Feedback on my income/growth portfolio

BD1

Confused about dryer sheets
Joined
Jan 1, 2006
Messages
6
I posted this on Morningstar but thought I would post here also to get feedback. Any help is welcome!

I am trying to create a portfolio that creates over $200,000 of annual after-tax income and also grows the income stream over time. I have about $5 million to invest. Most ($4M+) is in a taxable account with $700,000 in an IRA. I have put together a paper portfolio in M* that creates about a 5.8% yield, has past dividend growth of about 15% and solid capital appr. potential. I will put the ordinary income producers in my IRA and reserve my taxable account for qualified dividends and a few other mostly tax favorable income producers like MMA.

I am still working on this paper portfolio and am investing about $100,000 in each investment. I am willing to take some additional risk for some additional income (ADVDX, VWEIX, PWI) but also want a core of 'safer' investments like GE, C. It is a bit heavy outside of US with some Canadian Trusts and some larger European dividend producers.
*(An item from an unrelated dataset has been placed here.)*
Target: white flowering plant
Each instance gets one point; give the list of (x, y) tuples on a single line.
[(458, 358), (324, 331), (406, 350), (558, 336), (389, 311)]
What do you think? I have used M*'s tools to look at holdings, risk, etc. I am still creating this (on paper first). Will keep cash in Vanguard tax exempt MM (because of my tax situation). I am 48 and want to able to retire very soon (I live in high cost area right now) on this portfolio.

Ticker
ABN
ADVDX
AIB
ALD
APU
BAC
BCS
BP
C
CHC
CMP
CVX
DEO
DT
ED
EN
EON
FDG
FGP
GE
HBC
HPF
ING
KMI
KMP
KO
LLY
MMA
PBT
PCU
PFE
PGH
PWI
RDS.A
RYN
SO
TCLP
UN
UU
VGSLX
VOD
VWEAX
WB
WFC
WM
 
Hmmm

My first impression is - way too many positions. Then I remembered - I'm the guy who evacuated Katrina with 40+ DRIP plans in file cabinets.

So - plan wise - if you have no problem with this many - what's the management plan :confused: - take the dividends, let your winners run, maybe harvest a few tax losses along the way as the years roll by?

BTY - I'm in the core and explore school - 75% Target Retirement and I got Drips whipped down to 20+ with more positions to close out - I ran handgrenade roughly 40/60 - 40% divs/60% non cola pension first ten yrs - now in my 60's starting to tap IRA.

So - if you feel up to following that many positons - go for it.

One caution - be prepared for the interest cycle sensitive ones to give you some mental angst from time to time.

Party on.

heh heh heh
 
No more dividend investing forum for you!.. You are probably going to get the same reaction here.

Honestly, I doubt your going to pull >4% annually forever safely. Now you could easily get 150k a year by simply taking the top 20% dividend payers of the S&P 500..

Also, you could get around 4% by doing a Siegel portofio of the top 10 dividend paying S&P 500 stocks that have raised dividends every year for 10 years. Doing this would include many of the stocks you already have listed: BAC WM C T CVX PFE ect.. (notice the high financial side)
 
KMI is going private so you'll have one less name to worry about.
 
Since most is in a taxable account, for a multimillion dollar portfolio, I would (and have) concentrated more on long term capital gains (the tax-deferred unrealized type) and not on dividends.

I didn't look up all your symbols, but are you thinking about market capitalization (micro, small, mid, large, humongous) and international/domestic and not just dividends?